Un duo de choc pour produire une mini-éclipse
Les agences spatiales cherchent donc d’autres approches qui permettraient d’étudier la couronne sur le long terme avec une diffraction relativement faible. C’est précisément ce que l’ESA compte faire avec Proba-3. L’agence s’est lancé un défi complexe, mais très élégant. Au lieu d’intégrer un disque occultant directement dans l’observatoire, elle a pris le parti de les répartir sur deux engins distincts pour la première fois.
Le premier, appelé occulteur, jouera le rôle de la Lune. Il va se positionner face au Soleil de façon à masquer toute la zone centrale avec une sorte de parasol métallique. Cela permettra de ne laisser apparaître que la couronne, comme lors d’une véritable éclipse. Pendant ce temps, une deuxième sonde armée d’un télescope va se positionner 144 mètres derrière. Elle pourra ainsi profiter du spectacle avec un minimum de diffraction, et surtout sur une durée prolongée.
« Nous ne verrons pas autant de détails que lors d’une éclipse terrestre », explique l’astrophysicien Russel Howard. « Mais avoir de telles images pendant des heures en continu, par opposition aux 5 à 10 minutes que dure une éclipse naturelle, ça va être spectaculaire », se réjouit-il.
Conceptuellement, c’est un plan relativement simple. Mais d’un point de vue technique, c’est une mission extrêmement complexe. En effet, pour que ce tour de passe-passe fonctionne, le duo devra se positionner avec une précision remarquable. La moindre déviation affecterait considérablement la qualité des données. Les ingénieurs ont donc équipé les deux engins d’un grand nombre d’instruments qui leur permettront de calculer très précisément leur position pour ajuster leurs trajectoires respectives en temps réel.
Un intérêt au-delà de l’héliophysique
Grâce à cette éclipse artificielle, les chercheurs pourront collecter des données très précieuses sur la couronne. Cela permettra notamment de mieux comprendre la météo solaire. En effet, c’est dans cette région qu’ont lieu des phénomènes comme les éjections de masse coronale — de grandes éruptions de particules chargées qui peuvent provoquer des tempêtes géomagnétiques sur Terre. La couronne influence aussi la vitesse des vents solaires, un autre phénomène que les astrophysiciens surveillent de près. Plus largement, ils pourront récolter des tas d’informations sur la façon dont fonctionne notre astre préféré.
Proba-3 ne pourra malheureusement pas observer la couronne 24 heures sur 24. L’ESA devra se contenter de séquences d’environ six heures, car maintenir cette formation serrée en permanence consommerait beaucoup trop de carburant. Mais les ingénieurs ont de la ressource. Ils ont trouvé un moyen de tirer parti de cette lacune.
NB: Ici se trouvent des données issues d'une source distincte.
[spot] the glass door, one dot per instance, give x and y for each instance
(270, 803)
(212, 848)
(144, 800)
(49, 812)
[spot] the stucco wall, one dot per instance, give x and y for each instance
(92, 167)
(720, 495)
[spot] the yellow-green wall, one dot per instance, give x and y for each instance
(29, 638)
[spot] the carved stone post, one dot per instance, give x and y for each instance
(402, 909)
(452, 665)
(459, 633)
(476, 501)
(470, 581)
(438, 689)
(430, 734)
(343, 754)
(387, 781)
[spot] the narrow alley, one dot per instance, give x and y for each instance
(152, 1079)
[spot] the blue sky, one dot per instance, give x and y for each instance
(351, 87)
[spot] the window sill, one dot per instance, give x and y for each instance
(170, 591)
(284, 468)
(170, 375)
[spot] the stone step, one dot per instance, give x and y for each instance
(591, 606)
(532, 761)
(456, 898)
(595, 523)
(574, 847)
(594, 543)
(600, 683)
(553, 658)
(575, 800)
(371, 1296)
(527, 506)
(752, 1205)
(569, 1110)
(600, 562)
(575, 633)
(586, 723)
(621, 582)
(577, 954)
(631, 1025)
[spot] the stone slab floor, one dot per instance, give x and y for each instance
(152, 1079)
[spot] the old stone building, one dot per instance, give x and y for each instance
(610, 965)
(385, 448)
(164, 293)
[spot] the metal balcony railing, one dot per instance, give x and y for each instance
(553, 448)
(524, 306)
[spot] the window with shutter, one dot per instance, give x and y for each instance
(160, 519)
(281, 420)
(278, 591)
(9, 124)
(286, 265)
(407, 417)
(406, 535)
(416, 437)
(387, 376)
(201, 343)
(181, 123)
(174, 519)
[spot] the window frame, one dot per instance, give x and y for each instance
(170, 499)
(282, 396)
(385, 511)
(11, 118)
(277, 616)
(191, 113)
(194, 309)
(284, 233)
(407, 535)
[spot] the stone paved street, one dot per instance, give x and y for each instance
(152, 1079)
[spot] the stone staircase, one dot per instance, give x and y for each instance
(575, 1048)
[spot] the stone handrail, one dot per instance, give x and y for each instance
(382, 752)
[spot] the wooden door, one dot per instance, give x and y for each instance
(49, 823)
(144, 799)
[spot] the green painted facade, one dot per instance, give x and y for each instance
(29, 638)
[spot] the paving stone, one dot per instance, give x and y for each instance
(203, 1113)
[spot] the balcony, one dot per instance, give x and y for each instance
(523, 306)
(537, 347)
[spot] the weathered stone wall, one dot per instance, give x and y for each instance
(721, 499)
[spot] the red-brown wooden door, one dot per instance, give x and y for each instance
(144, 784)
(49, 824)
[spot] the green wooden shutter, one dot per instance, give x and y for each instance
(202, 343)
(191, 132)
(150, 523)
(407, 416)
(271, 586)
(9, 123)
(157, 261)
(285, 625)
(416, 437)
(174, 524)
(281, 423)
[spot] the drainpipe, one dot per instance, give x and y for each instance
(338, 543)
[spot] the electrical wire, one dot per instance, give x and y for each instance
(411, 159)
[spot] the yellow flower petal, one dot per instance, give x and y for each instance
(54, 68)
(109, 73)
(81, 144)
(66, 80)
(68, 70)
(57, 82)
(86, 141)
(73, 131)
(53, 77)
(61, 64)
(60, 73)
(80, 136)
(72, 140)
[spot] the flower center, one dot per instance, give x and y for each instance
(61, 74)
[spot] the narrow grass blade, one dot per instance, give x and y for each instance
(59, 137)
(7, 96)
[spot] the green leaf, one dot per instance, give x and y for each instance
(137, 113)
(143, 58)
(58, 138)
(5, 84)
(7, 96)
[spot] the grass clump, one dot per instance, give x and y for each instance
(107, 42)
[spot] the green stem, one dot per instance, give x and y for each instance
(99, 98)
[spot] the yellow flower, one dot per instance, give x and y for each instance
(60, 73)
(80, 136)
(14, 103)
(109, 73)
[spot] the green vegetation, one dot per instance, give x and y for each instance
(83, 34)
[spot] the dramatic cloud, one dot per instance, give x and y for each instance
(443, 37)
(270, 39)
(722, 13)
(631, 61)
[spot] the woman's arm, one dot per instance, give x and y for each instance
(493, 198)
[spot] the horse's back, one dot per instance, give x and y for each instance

Entre deux observations du Soleil, les deux membres du couple permettront aussi de tester diverses technologies de communication et de navigation. Cela permettra notamment d’affiner les techniques de rendez-vous qui permettent à deux engins de se rejoindre en un point précis d’une orbite. Proba-3 ne bénéficiera pas seulement à l’héliophysique, mais à toutes les prochaines missions qui nécessiteront des manœuvres synchronisées complexes.
Les deux sondes sont actuellement dans la dernière phase de préparation dans un laboratoire de l’ESA près d’Antwerp, en Belgique. Il ne reste plus qu’à patienter jusqu’à la date du lancement, en septembre 2024, pour assister au début de cette mission qui s’annonce déjà fascinante.